AREA OF EXPERTISE:  Physical geography specialising in geomorphology, emergency management and risk assessment.

YEARS EXPERIENCE:  7 years university and 7 years hazards and emergency management.

EDUCATION: Physical Geography undergrad with a number of geology papers. Post Graduate Diploma in Physical Geography with an emphasis on paraglacial geomorphology evolution in New Zealand’s Fox Glacier basin.  The term “paraglacial” is contentious, but science should always be challenged 🙂



What’s your job like?

Auckland Civil Defence and Emergency Management co-ordinates emergencies and crisis management for approximately 1.5 million people comprising one-third of New Zealand’s population. My role has responsibility for two portfolios:


1. Work with leading New Zealand scientific organisations to undertake hazards research to reduce risk in Auckland.

2. Manage regional investigations – examples include coastal inundation, tsunami and earthquake hazards to reduce risk to community through policy and education.

3. Lead a team which undertakes 24/7 risk assessment for impending hazards such as severe weather, tsunami, volcanic eruptions and cyclones.

Planning & Intelligence

1. Contingency planning for large emergencies such as tsunami, cyclones and potential eruptions from the Auckland Volcanic Field.

2. Situational awareness to ensure that a high level of visibility is present to plan for and respond to emergencies in Auckland.

3. Evacuation planning portfolio in the event evacuations are required.

4. Management of the Planning & Intelligence team during business as usual and a wider team, including Geospatial teams, during emergencies.

What’s a typical day like?

Emergency management is 24/7; therefore, you have to be prepared to respond at any time.  As such, day to day can be varied but extremely rewarding.

Prior to my current role, I was a natural hazards analyst/advisor for 6 years.  Working in southern parts of New Zealand, I was involved in researching hazards that could impact the Otago region, such as tsunamis, coastal inundation and earthquakes.  In addition, I assessed sites for future development and provided technical evidence at hearings if developments were proposed in high risk areas.  This role also involved impact assessment of sites post-event such as reconnaissance flights after the 2009 M7.8 Dusky Sound earthquake, local landslide and flood events.

A large part of my current role is stakeholder engagement.  Now that may sound boring, but we need to ensure that if we have a volcanic eruption (Auckland is the most urbanised monogenetic volcanic field in the world) or any other event, we will have the necessary contacts to coordinate a response and ultimately save lives.  This means that day to day I work with weather forecasts and geological agencies, central government departments, and senior staff at universities.

I also manage a team that makes sure we are on top of imminent emergencies.  This team monitors weather, volcanoes, social media and Auckland to ensure that we can warn the public should an emergency happen, as well as developing plans should we need to undertake evacuations.
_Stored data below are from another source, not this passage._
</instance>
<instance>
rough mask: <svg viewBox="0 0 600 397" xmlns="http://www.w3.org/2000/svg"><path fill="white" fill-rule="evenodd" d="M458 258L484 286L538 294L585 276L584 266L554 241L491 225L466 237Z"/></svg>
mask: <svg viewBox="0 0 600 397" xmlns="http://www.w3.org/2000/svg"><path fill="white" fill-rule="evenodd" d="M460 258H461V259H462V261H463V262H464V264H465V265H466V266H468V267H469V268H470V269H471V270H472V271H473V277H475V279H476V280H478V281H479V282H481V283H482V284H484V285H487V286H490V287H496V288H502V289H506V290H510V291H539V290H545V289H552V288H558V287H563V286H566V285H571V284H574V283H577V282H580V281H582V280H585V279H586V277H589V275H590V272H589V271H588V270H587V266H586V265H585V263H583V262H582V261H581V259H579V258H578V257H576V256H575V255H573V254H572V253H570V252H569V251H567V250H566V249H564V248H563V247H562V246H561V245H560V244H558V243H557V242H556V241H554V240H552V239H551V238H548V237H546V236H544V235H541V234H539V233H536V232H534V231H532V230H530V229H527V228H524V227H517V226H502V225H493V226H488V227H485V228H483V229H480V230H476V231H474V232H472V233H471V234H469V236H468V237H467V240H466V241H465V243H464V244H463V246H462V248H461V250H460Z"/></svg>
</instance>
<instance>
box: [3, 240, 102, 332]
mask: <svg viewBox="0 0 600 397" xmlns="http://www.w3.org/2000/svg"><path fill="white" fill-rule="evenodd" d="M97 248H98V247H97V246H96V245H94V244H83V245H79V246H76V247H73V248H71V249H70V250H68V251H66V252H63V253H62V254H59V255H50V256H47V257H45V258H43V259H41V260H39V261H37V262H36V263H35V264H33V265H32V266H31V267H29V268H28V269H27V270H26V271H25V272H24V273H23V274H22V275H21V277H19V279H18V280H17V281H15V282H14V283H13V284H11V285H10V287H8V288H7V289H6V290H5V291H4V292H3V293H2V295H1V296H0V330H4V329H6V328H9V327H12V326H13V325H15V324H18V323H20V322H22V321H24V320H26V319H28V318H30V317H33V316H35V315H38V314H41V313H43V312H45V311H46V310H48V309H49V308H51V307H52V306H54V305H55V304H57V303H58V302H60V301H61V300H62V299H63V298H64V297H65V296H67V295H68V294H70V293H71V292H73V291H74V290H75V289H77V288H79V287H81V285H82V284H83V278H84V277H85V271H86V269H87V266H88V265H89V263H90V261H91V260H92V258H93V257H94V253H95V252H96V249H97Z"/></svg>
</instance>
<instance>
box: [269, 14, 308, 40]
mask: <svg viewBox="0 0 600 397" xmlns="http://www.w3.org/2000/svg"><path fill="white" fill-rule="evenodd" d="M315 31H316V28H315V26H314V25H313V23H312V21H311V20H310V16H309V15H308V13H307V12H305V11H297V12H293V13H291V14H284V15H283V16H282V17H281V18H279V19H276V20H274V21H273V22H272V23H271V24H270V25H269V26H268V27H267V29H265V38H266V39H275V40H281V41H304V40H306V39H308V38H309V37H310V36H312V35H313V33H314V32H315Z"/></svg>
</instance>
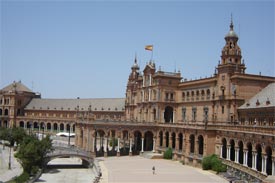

What’s fun? The diversity of a role in emergency management is great.  It is a privilege to be able to reduce the impact on people during an emergency while helping to reduce the loss of life.  Getting into the field to observe the impacts of severe weather, coastal inundation and other natural hazards is always exciting, but using these observations to improve future advice is even more rewarding.

What’s challenging?  Nature is nature and often difficult to forecast, so making the call on when events will happen and their impact is challenging – particularly weather.

What’s your advice to students?  When at university, I recognised that research is important but unless it’s used in practice, it will not make a difference in society.  You could publish thousands of papers, but they will only be meaningful if used to influence change.  Roles in local government are the platform to effect this change.

Physical geography is a great multidisciplinary subject that offers many job opportunities.  During my study at Otago University, I was also fortunate to assist research in Antarctica for 4 weeks.



  1. Sheryll Patterson

    Well I’m extremely proud of this young man, he has worked hard all his life and deserves the recognition coming his way. Keep up the great work Richard. Sheryll Patterson

  2. Kostas Mandilaris

    Another great interview, thank you Sandie!

    1. Sandie Will (Post author)

      Yes, I agree, Kostas! You’re welcome!